Mt. Tejon Gifts and Décor plans to open a second store Nov. 4 in the Chapel Hills Mall, said owner Susan Manus.
The store will offer the same kind of merchandise at its new location, with a heavy emphasis on gift items.
“Everyone goes to the mall, for something,” Manus said. “They do Christmas shopping at the mall. Since it’s the beginning of the fourth quarter, it’s a good time to make the move. We’re expecting a big Christmas season.”
The store offers a line of Colorado and western gift items, ranging from clothing to candlesticks to linens and paintings.
“We pride ourselves on keeping our prices low,” she said. “So we think Chapel Hills will be a good move for us.”
Having two locations is beneficial for marketing, Manus said. Often, people don’t travel to the downtown location, shopping solely in the northern part of the city.
“We think it will help with advertising,” she said. “So often, people don’t want to come all the way downtown, but our downtown location picks up the tourist market. We really think this will be a beneficial move to help us gain a wider customer base.”
Mt. Tejon is the second retail venture for Manus, who owned Get Waxed in the Chapel Hills Mall. Mt. Tejon has been open on North Tejon Street for nearly four years.
Downtown Partnership, city offer holiday gifts
The employees of the Downtown Partnership will be handing out holiday gifts for the office employees in the downtown area – coupon booklets to downtown restaurants and retail shops.
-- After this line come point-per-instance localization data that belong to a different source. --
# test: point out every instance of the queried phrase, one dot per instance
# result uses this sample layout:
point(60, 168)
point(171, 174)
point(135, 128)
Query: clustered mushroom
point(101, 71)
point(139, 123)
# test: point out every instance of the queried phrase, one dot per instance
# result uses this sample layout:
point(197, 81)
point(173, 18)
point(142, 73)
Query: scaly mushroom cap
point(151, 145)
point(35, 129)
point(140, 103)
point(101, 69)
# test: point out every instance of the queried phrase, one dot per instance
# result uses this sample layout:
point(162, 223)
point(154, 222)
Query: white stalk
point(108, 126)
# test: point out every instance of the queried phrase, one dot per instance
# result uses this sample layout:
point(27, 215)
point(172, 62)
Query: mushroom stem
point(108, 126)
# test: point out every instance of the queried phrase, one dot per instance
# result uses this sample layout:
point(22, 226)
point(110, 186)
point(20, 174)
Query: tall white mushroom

More than 38 restaurants and shops are participating in the holiday gift, billed as “Out of the Building,” said Downtown Partnership Executive Director Beth Kosely.
“We have more than 21,000 people working in downtown every day,” she said. “We want to get more of them out of their buildings and into the shops and restaurants. Often, people don’t want to leave because of bad weather, but we hope this will encourage them.”
Call the Downtown Partnership to arrange to have holiday coupon booklets delivered to offices in the downtown area.
The city also is offering a holiday gift to retail customers: free Saturday parking downtown on Dec. 10, 17 and 24.
Macerich wins international award
A Colorado Springs-based business was recognized for a marketing research program by the International Council of Shopping Centers (ICSC).
The company won a merit award in the public relations category at a ceremony conducted earlier this month at the association’s fall conventionin San Diego. The company was chosen for the honor from more than 340 entries.
Called “Shopping in America,” Macerich’s program promoted a national in-mall consumer survey gauging the pulse of shoppers for a year. Using results from the survey, the company became recognized for its retail and consumer trend expertise.
Recognition for the award went to Garry Butcher, SCMD, vice president, marketing & consumer research, The Macerich Co.; Susan Valentine, SCMD, senior vice president, Marketing, The Macerich Co.; Betty Lovell, APR, president, Lovell Public Relations; Tresa Hardt, vice president, Lovell Public Relations; and David Lobaugh, president, August Partners.
The ICSC MAXI Awards program was established in 1972 to recognize the best in shopping center marketing. Judging for the winners is done by a panel composed of shopping center industry marketing experts.
Founded in 1957, the International Council of Shopping Centers is the premier global trade association for the shopping center industry. Its more than 54,000 members in over 80 countries include shopping center owners, developers, managers, marketing specialists, investors, retailers and brokers, as well as academics and public officials. Macerich owns the Citadel Mall in Colorado Springs.
Tax proposal could drive up consumer prices
The President’s Advisory Panel on Federal Tax Reform endorsed a proposal earlier this month that would eliminate corporate tax deductions for imported items.
The panel agreed Oct. 18 to include three proposals on the report that will be given to Treasury Secretary John Snow on Nov. 1.
One would be a revamping of the existing income tax system. A second is a “progressive consumption tax” that is similar to an income tax, but reduces taxes on savings and investments. The third, included but not yet recommended, would be an add-on value added tax.
Under the progressive consumption tax, deductions for all imports – including consumer goods and raw materials – would be removed.
The United States imported $648 billion in general merchandise consumer goods last year.
At the 32 percent corporate tax rate suggested in the new proposal, removing the tax exemption generates $207 billion in new tax dollars.
The National Retail Federation, a retail trade association, opposes the elimination of the imported goods deduction, saying that the new taxes would be passed on to consumers, causing a steep rise in the price of many consumer goods.
Amy Gillentine covers retail for the Colorado Springs Business Journal.